We could not detect the CD4+CD161+ T cells producing IL-10 in the serial sections analysed by immunohistochemistry, but we detected higher IL-10 mRNA expression in CD4+ T cells, indicating that CD4+CD161− T cells might also contribute to the production of IL-10. Cell sorting and intracytoplasmic staining with flow cytometric analysis or multi-chromatic fluorescent imaging in immunohistochemistry may reveal whether these cells have the ability to produce IL-10 in active UC. A limitation of our study is that there were few unmedicated patients, therefore we could not exclude the influence of corticosteroids or other immunosuppressive agents in these patients.
In summary, we found that the proportion of CD4+CD161+ T cells was decreased in active IBD. We found an inverse correlation between the percentage of CD4+CD161+ T cells and disease activity in UC but not in Crohn’s disease. The difference in this cell population between UC and Crohn’s disease may explain the distinct immunopathology of these diseases. Reductions in the population of CD4+CD161+ T cells and over-expression of IL-10 in patients with IBD may be involved in deficient mucosal immunoregulation.
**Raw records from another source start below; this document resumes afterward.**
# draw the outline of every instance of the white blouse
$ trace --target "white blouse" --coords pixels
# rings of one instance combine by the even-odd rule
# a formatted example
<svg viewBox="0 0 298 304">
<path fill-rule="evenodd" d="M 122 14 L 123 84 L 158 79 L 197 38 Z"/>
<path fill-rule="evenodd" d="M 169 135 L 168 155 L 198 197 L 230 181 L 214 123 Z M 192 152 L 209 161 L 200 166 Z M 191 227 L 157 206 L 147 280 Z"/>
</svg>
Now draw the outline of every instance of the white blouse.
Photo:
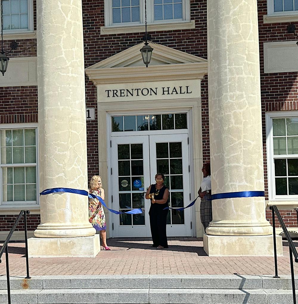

Therapy to improve the proportion of CD4+CD161+ T cells and to regulate IL-10 may resolve intestinal inflammation.
The authors thank former professor Kazuo Chijiiwa, Department of Surgery, Faculty of Medicine, University of Miyazaki. The authors declare no potential conflicts of interest with respect to the authorship and/or publication of this article.